The good news: if you have 12–18 months before you want to sell, there are specific, high-leverage moves that directly increase the number a buyer will pay. This article covers the ones with the highest impact.
How Small Businesses Are Valued
The standard valuation method for small and mid-size businesses is a multiple of EBITDA or Seller's Discretionary Earnings (SDE). The formula looks like this:
Business Value = Adjusted Annual Profit × Multiple
Example: $400K SDE × 3.5× multiple = $1.4M business value
Two variables determine the outcome: the profit number and the multiple. Most owners focus on revenue. Buyers focus on profit. And the multiple is determined by how predictable, transferable, and scalable that profit appears to a buyer.
Increasing the Profit Number
This is the most direct path to a higher valuation. Every $50K of additional profit you create in the 12–24 months before a sale adds $150K–$250K to your final number (at a 3–5x multiple). Here's what moves it most:
1. Clean up your COGS and overhead first
Buyers and their accountants will normalize your P&L. Unnecessary costs, underpriced services, and supplier overpayments all show up in due diligence — and they get used to justify lower offers. Fixing them before the process starts means they show up as real profit, not as negotiating leverage for the buyer.
2. Eliminate owner-specific costs before normalizing
Personal expenses run through the business, family members on payroll, vehicles, and travel that won't continue under new ownership are all addbacks that increase your SDE. The more clearly documented and credible these addbacks are, the less a buyer will dispute them.
3. Price to current market rates
A pricing review in the 18 months before sale doesn't just add profit — it demonstrates that the business can sustain price increases without losing customers. That's a signal buyers pay a premium for.
Increasing the Multiple
The multiple a buyer will pay for your business depends on perceived risk and scalability. Low multiples reflect businesses that are dependent on the owner, have volatile revenue, or have no documented systems. High multiples go to businesses that can run and grow without the founder.
What increases the multiple:
- Recurring revenue: Subscription, retainer, or contract-based revenue is worth more than project revenue because it's predictable. A business with 60% recurring revenue gets a higher multiple than one with 0%.
- Documented systems: If the business requires the owner to be present for it to function, buyers discount heavily.
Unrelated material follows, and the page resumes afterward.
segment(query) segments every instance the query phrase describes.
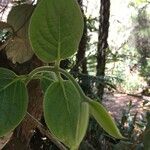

Standard operating procedures, trained managers, and documented processes all reduce perceived key-person risk.
- Customer concentration: If 40% of revenue comes from one customer, buyers will discount for that risk. Diversifying your customer base in the 12–18 months before sale directly impacts the multiple.
- Revenue trend: Buyers pay for trajectory. A business growing 15% year-over-year commands a higher multiple than a flat business with the same current profit level.
- Clean financials: Three years of clean, well-organized P&Ls with clear categorization and minimal personal expenses mixed in reduce friction in due diligence and eliminate reasons for buyers to request price reductions.
The 12–18 Month Preparation Checklist
- Complete a full overhead and COGS audit — eliminate or renegotiate anything unjustifiable
- Implement a pricing review and document the rationale
- Build out recurring revenue wherever the business model allows
- Document your core processes so the business can run without daily owner involvement
- Clean up your financials — separate personal and business, organize addbacks clearly
- Review and reduce customer concentration risk
- Begin tracking and improving key metrics buyers care about: retention rate, margin, revenue per customer
The single most valuable thing you can do 18 months before a sale is run the business as if you're trying to hand it to someone else. That mindset drives every decision that increases valuation — systemization, financial clarity, reduced owner dependency, and scalable profit.
If you're thinking about a sale in the next few years, the work starts now. The businesses that sell for the best multiples didn't get lucky — they spent 12–18 months making themselves maximally attractive to a buyer before they ever started the process.